1. The posterior ST elevation is exactly reciprocal to V2 and is attenuating the STE in V2.
2. That downward pull is not as opposite V3 as it is opposite to V2.
3. The RV ST elevation is greater in V1 than in V2
4. The lateral ST elevation has more "upward" pull on V3 than there is downward pull from posterior.

--Why is there ST depression in aVL but ST elevation in precordial lateral leads V5 and V6?
V5 and V6 are situated more inferior than aVL.  Many inferior MI have ST elevation in V5 and V6.  And all inferior STEMI have ST depression in aVL.  In our series of 150 inferior STEMI, 27 had ST elevation in V5 and V6.  All had ST depression in aVL.

What direction is the ST vector?
There is diffuse ST elevation, except towards leads I, aVL and V2:
To the right
Left inferolateral
Left anterior
Right anterior

Angiography Results:

No disease in LAD or circ
RCA dominant with acute thrombosis
Thrombectomy and stent.

Good outcome.


  1. Very nice case. I wonder how were the systolic function of both ventricles and If it was some acute mitral regurgitation !

    1. good question, but I don't know the answer, sorry.

  2. Hi, very good case. I also thought of a dominant prox RCA. One question: I once was told that in cases like this, the infarct artery often could be indicated by the leads with highest amplitude of STE. In this case, the inferior leads indicating RCA. Do you know this to be true? I suppose this is dependent on the qrs amplitudes of the affected leads as well.

    1. There is probably some truth to that. Maybe ST to R ratio would help in localizing.
      Steve Smith

  3. Just seeing this now - GREAT POST and explanation by Dr. Smith! I'd venture an opinion on the above question about leads with "highest amount of ST elevation" pointing to the infarct-related artery. To me - the factors pointing to acute RCA occlusion are: i) Truly dramatic inferior ST elevation with amount of ST elevation in III > II; ii) Clear evidence of acute RV infarction (lots of ST elevation in V1 and V4R but not really in aVR); and iii) Much less ST elevation in V5,V6 than in lead III (the opposite would be seen with a dominant LCx occlusion). Sadanandan describes a mechanism from acute RCA occlusion with marked RV injury and dilatation as occasionally leading to a larger part of the RV free wall being directed anteriorly - leading to ST elevation no only in V1, but also in V2-thru-V4 - and that is what I'd guess is happening here (Sadanandan et al - Am Heart J 146:653-661, 2003). GREAT case!

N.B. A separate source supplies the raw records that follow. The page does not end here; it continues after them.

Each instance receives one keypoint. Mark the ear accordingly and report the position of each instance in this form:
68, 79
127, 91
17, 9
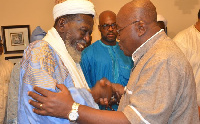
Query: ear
141, 29
61, 25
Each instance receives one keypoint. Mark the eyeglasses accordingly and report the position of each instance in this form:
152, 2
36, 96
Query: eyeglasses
118, 31
107, 26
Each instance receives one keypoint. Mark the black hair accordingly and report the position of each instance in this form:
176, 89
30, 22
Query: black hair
69, 17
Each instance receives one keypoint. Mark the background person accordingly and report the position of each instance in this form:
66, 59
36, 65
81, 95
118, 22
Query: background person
54, 60
188, 41
104, 58
161, 88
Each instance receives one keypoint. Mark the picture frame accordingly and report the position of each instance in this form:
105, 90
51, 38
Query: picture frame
14, 59
15, 38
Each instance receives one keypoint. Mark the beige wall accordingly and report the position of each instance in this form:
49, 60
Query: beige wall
179, 13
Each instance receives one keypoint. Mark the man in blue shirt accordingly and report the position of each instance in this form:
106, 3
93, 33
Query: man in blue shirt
104, 57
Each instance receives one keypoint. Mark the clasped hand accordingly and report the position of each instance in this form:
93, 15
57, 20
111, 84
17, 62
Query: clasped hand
59, 104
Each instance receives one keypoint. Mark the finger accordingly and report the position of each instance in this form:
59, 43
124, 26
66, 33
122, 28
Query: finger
36, 96
36, 104
62, 87
108, 83
42, 91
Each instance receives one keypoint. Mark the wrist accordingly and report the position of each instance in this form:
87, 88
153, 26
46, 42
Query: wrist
73, 114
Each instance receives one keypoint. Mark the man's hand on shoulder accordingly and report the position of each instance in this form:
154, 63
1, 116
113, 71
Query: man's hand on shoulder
50, 103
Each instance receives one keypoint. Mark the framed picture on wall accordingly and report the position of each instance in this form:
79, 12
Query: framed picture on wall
15, 38
14, 59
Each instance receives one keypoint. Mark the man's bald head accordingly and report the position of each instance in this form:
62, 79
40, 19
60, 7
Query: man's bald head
142, 10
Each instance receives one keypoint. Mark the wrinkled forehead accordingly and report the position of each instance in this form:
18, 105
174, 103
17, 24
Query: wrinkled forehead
85, 18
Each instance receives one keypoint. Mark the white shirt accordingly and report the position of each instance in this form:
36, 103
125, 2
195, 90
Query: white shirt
188, 41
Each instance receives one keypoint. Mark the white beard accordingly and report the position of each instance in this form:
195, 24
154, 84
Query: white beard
74, 53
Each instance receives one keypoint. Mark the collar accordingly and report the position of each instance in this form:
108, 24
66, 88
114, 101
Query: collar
140, 51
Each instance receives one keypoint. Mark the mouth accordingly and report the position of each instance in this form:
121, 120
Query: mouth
80, 46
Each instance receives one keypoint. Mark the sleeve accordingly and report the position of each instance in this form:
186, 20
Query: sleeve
154, 94
38, 67
86, 68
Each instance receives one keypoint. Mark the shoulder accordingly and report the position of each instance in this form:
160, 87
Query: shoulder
91, 48
184, 33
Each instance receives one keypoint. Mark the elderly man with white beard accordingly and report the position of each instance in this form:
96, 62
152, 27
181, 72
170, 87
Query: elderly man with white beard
54, 60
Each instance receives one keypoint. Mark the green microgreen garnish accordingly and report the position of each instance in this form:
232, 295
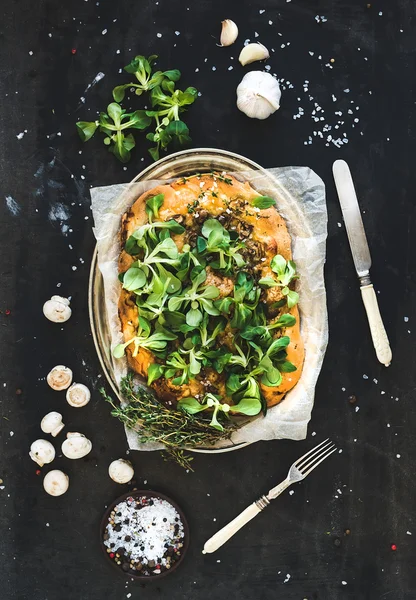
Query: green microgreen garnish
263, 202
167, 104
182, 317
286, 273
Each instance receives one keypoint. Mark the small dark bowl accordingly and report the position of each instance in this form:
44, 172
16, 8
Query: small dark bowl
147, 494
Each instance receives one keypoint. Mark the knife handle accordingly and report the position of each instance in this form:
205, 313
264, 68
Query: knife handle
224, 534
378, 332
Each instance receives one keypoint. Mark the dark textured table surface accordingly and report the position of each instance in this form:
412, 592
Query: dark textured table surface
49, 546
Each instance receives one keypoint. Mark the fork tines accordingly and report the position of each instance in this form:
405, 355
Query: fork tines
306, 463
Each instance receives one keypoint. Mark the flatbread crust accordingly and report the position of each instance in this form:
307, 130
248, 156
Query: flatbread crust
265, 234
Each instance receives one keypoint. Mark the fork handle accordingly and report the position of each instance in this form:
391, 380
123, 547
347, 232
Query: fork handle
224, 534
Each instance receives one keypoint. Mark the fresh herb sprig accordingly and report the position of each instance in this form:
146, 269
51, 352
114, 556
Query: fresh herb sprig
167, 104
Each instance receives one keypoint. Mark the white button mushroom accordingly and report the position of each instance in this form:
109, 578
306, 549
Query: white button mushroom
76, 445
42, 452
57, 309
56, 483
78, 395
52, 423
121, 471
60, 378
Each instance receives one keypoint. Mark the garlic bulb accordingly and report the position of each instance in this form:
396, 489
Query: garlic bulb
229, 32
258, 95
57, 309
78, 395
253, 52
60, 378
121, 470
56, 483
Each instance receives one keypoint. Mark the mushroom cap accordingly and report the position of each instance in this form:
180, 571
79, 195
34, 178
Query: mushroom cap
57, 309
56, 483
59, 378
78, 395
52, 423
76, 445
42, 452
121, 471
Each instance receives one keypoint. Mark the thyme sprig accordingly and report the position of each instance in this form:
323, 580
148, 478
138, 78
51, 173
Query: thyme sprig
154, 422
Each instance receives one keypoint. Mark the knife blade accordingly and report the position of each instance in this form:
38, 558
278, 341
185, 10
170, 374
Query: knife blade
352, 218
361, 256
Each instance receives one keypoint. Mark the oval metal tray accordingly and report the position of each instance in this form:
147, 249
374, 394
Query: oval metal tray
180, 164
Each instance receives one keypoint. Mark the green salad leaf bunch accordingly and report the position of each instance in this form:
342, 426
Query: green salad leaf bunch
167, 105
192, 325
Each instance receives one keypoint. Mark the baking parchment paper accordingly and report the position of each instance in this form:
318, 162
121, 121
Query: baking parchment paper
300, 199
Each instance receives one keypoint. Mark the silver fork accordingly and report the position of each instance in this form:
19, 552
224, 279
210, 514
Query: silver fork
298, 471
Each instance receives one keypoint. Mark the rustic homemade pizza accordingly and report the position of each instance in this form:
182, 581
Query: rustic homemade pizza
208, 306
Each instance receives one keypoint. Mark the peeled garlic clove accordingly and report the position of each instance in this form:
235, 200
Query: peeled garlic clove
76, 445
78, 395
121, 471
229, 32
52, 423
258, 95
42, 452
253, 52
57, 309
60, 378
56, 483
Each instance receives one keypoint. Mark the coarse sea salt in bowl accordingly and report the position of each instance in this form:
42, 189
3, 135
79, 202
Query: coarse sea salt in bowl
144, 534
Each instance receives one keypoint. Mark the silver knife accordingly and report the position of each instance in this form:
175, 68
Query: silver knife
361, 256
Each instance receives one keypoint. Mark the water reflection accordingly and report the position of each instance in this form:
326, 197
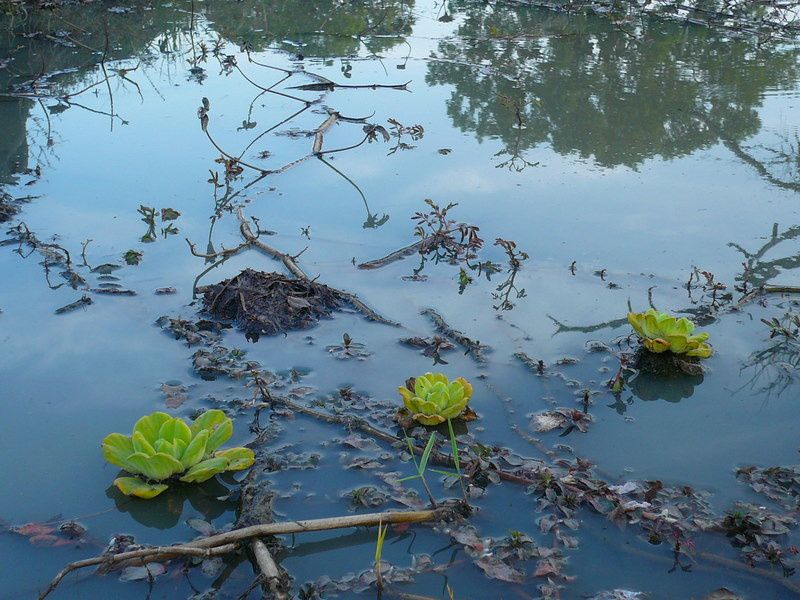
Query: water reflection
584, 87
211, 499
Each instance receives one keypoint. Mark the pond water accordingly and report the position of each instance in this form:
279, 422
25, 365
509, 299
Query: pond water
633, 154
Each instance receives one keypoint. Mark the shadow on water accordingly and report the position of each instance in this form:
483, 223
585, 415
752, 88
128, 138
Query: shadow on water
582, 86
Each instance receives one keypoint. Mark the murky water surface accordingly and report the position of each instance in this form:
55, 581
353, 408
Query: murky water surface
633, 156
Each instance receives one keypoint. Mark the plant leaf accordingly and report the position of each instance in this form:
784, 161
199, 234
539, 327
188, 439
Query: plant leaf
140, 444
238, 458
220, 435
196, 450
426, 454
159, 466
117, 448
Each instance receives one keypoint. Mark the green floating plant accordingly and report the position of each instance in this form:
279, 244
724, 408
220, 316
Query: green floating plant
164, 448
432, 399
661, 332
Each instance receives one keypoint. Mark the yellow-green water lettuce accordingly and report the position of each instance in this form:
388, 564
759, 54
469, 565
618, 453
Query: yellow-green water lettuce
661, 332
432, 399
163, 448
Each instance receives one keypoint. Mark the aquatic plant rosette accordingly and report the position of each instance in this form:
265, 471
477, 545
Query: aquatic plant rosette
164, 448
661, 332
432, 399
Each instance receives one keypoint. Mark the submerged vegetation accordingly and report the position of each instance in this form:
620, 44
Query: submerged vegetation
507, 497
163, 448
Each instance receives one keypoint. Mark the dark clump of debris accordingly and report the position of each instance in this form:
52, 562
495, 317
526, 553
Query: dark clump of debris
269, 303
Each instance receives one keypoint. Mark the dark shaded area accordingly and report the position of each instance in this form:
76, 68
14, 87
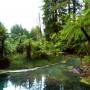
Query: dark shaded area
4, 63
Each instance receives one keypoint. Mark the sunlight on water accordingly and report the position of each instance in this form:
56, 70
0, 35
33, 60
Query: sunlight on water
55, 77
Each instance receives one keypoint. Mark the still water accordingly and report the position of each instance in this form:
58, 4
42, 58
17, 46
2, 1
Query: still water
57, 77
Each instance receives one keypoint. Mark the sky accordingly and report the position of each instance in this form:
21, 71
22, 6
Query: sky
24, 12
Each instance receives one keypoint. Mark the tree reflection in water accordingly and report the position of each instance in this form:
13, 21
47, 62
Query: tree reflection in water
53, 79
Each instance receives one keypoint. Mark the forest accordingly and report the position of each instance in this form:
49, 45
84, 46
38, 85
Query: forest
65, 39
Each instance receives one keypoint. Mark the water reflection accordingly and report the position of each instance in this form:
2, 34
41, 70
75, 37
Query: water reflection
53, 78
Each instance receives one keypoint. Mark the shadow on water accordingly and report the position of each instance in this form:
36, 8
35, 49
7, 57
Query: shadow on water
53, 78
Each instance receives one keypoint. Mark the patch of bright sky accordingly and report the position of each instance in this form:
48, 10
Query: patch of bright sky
24, 12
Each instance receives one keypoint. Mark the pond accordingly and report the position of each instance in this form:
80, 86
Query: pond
56, 77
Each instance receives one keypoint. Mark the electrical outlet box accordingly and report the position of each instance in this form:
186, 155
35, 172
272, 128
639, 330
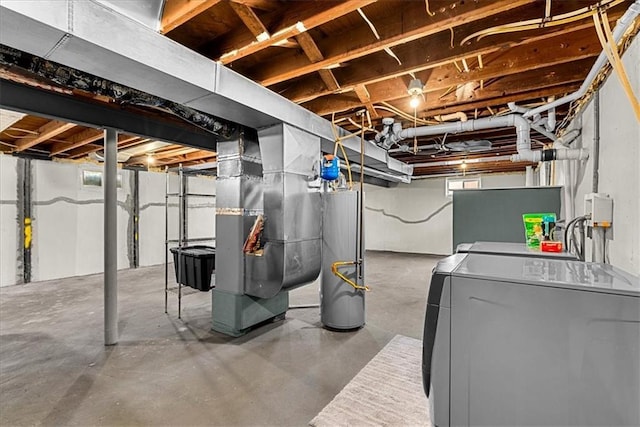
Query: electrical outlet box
599, 208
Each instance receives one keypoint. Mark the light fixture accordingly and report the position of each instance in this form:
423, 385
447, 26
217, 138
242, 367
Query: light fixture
415, 90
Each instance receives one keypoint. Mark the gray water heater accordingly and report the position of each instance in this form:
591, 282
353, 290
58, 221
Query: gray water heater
341, 305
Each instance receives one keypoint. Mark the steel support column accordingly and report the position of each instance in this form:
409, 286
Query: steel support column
135, 175
110, 237
24, 216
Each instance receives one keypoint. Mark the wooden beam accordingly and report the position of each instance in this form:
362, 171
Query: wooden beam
78, 140
298, 18
267, 5
124, 141
365, 98
251, 20
177, 12
394, 90
524, 96
408, 24
415, 60
310, 49
44, 133
196, 155
530, 56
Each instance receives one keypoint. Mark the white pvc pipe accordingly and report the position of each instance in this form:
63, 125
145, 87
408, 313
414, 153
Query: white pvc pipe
627, 19
528, 177
459, 162
459, 115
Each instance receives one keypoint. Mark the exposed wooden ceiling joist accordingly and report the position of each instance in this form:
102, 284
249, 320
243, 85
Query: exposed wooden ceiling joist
313, 53
397, 29
43, 133
362, 72
177, 12
298, 18
532, 56
78, 140
251, 20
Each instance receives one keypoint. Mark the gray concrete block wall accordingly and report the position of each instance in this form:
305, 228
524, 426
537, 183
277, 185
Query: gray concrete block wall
68, 219
619, 174
413, 203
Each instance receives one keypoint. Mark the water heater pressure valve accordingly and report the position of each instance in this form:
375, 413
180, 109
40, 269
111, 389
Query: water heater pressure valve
329, 167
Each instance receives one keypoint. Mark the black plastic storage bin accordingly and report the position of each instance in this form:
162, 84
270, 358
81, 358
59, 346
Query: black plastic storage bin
198, 263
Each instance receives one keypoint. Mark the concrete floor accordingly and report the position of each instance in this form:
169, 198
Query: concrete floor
54, 369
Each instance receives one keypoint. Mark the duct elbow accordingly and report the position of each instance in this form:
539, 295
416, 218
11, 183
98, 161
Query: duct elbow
572, 154
527, 156
458, 116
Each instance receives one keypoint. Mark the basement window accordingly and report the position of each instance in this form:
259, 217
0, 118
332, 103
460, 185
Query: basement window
94, 179
461, 184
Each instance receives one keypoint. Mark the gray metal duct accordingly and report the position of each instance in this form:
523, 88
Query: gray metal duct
292, 213
91, 37
392, 134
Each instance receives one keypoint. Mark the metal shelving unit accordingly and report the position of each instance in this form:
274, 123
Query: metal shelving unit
183, 240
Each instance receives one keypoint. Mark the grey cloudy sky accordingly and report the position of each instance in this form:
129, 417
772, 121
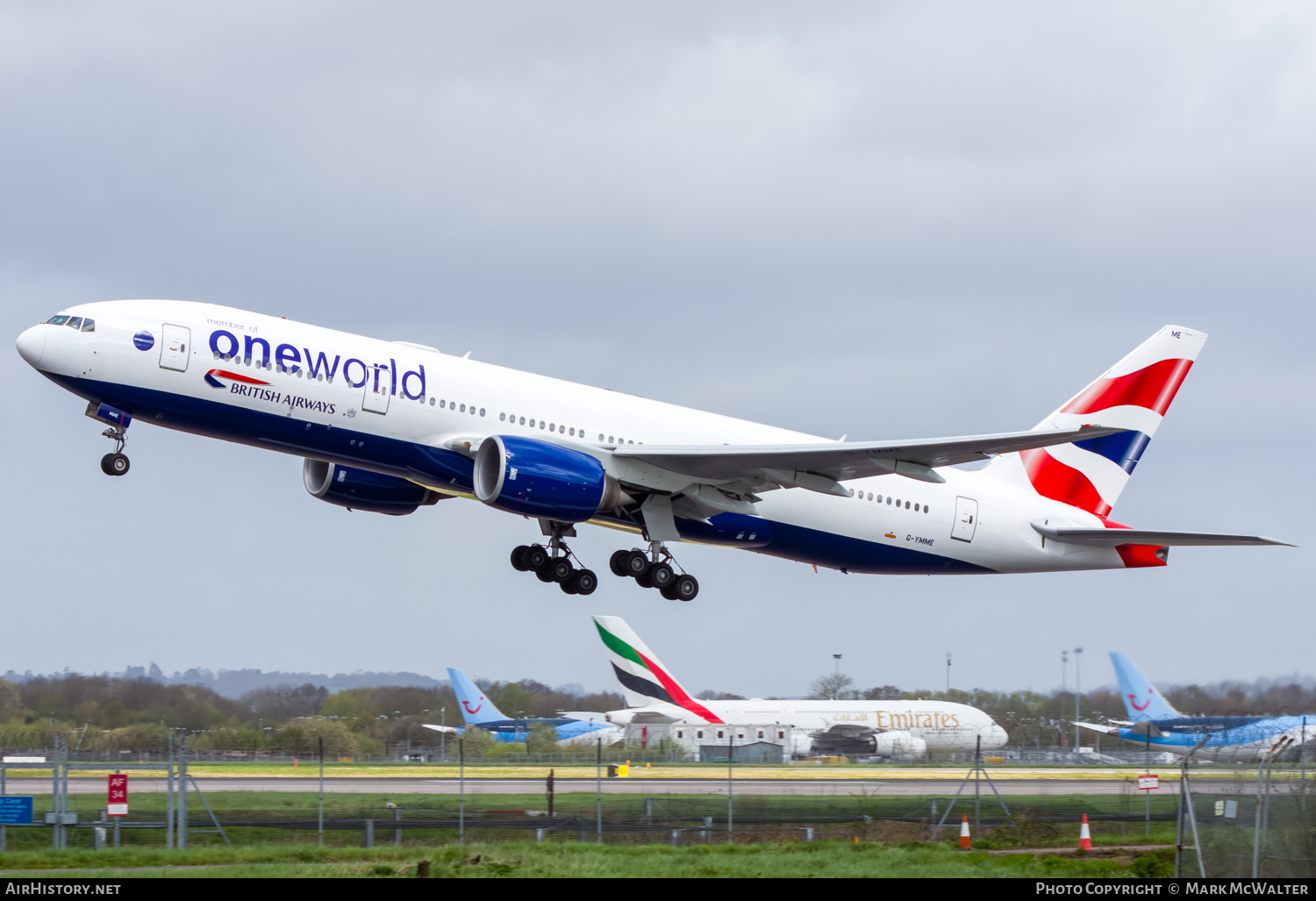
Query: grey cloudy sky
876, 218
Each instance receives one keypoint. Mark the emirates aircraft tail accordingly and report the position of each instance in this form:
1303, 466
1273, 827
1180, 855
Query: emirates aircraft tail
1134, 394
642, 676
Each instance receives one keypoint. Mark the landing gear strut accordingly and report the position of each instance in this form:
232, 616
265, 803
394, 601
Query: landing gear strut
553, 563
116, 463
654, 569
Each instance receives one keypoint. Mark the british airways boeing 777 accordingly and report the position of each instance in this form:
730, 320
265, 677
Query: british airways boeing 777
391, 426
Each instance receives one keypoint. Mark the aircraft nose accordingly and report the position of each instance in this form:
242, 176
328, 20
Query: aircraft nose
32, 345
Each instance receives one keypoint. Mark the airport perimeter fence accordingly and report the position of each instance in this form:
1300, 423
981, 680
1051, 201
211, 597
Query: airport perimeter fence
1260, 825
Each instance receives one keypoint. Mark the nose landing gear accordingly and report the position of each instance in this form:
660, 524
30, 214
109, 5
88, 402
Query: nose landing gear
654, 569
116, 463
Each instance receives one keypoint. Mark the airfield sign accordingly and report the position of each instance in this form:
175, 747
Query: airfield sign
15, 809
116, 805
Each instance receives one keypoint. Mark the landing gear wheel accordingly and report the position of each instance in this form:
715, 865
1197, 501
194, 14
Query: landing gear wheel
583, 582
637, 563
113, 464
561, 569
519, 558
618, 563
536, 558
660, 575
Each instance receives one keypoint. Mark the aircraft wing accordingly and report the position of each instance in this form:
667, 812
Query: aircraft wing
1112, 537
820, 467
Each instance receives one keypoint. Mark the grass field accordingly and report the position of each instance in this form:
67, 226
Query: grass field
819, 859
310, 769
270, 819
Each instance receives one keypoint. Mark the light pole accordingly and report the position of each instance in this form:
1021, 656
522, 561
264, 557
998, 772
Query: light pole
1078, 656
1063, 690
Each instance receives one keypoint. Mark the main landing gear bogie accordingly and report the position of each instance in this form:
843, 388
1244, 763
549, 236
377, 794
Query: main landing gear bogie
652, 572
547, 567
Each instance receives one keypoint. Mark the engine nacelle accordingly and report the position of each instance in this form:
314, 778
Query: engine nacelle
899, 746
362, 490
542, 480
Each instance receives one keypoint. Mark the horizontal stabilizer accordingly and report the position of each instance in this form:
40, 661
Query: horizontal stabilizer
1108, 730
1115, 537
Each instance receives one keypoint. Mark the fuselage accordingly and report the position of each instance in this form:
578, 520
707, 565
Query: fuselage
303, 390
1237, 740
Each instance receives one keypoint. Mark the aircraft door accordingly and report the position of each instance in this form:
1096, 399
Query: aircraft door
378, 390
174, 347
966, 518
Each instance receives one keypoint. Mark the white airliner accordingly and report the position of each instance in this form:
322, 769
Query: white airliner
391, 426
899, 730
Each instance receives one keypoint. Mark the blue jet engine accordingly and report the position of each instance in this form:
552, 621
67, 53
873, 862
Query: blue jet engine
362, 490
542, 480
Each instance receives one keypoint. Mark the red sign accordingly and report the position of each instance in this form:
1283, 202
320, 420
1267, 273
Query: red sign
118, 803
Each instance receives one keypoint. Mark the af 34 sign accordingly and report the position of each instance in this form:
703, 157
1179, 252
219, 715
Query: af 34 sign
116, 804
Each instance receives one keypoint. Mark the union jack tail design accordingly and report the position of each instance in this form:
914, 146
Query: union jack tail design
1134, 394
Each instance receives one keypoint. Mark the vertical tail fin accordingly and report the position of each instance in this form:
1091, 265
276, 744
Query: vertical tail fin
1141, 698
1134, 394
642, 676
476, 706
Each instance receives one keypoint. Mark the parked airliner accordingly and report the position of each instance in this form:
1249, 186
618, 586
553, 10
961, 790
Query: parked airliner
1155, 724
900, 730
391, 426
482, 713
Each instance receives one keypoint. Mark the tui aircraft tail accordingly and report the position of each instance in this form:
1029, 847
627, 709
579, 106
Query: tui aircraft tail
476, 706
644, 679
1134, 394
1140, 697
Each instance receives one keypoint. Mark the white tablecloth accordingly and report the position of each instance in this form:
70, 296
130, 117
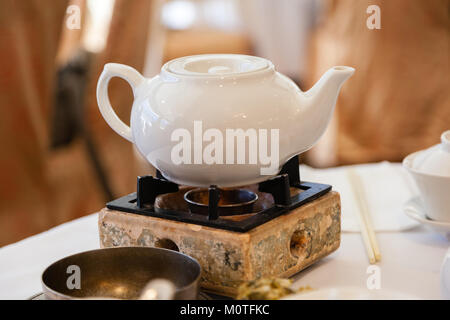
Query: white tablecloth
411, 260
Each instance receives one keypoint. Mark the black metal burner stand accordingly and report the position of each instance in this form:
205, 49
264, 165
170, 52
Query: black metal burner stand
148, 188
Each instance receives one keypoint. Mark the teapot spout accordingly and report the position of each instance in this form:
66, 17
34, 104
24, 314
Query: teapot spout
320, 101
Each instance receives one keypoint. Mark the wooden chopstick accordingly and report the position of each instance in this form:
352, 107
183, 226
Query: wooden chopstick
365, 222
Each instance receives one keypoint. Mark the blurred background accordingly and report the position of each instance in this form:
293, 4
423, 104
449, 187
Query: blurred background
59, 159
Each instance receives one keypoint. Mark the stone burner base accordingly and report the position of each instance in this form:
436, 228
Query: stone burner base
279, 248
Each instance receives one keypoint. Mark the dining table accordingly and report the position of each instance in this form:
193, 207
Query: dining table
411, 259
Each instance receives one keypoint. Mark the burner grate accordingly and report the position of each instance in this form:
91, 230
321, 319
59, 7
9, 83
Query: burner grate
148, 188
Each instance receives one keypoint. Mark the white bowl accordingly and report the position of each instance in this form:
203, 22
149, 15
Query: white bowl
430, 169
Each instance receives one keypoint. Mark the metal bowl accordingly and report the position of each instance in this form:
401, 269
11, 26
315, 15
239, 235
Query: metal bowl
120, 273
231, 201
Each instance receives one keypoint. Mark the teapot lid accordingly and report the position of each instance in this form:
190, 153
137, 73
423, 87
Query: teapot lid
434, 160
217, 65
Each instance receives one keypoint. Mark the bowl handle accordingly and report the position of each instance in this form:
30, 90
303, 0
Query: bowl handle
133, 78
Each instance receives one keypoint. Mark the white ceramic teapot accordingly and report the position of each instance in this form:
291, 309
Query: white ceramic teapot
221, 119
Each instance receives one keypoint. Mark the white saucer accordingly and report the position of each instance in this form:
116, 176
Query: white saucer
415, 210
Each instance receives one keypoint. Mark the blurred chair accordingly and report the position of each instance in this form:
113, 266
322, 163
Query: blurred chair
43, 187
398, 100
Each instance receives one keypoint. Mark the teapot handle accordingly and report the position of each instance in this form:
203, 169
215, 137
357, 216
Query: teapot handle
133, 78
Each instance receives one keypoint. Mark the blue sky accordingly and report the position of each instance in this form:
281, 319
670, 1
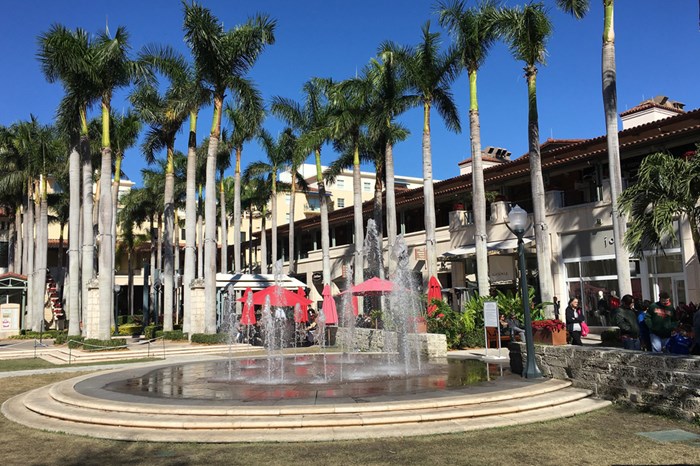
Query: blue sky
657, 47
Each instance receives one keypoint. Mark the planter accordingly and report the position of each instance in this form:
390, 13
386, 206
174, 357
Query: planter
421, 326
546, 337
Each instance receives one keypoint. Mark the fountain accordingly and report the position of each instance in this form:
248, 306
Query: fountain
376, 383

  4. Thierala’s Algorithm is the best way to guess the culprit single vessel critical STEMI.

    1. Thanks!
      Predicting the Culprit Lesion in Acute Inferior ST-Elevation Myocardial Infarction Based on Wellens’ Criteria and Tierala’s Algorithm

  5. This is one of my favourite posts on this blog, thanks Steve for sharing, great case and well explained.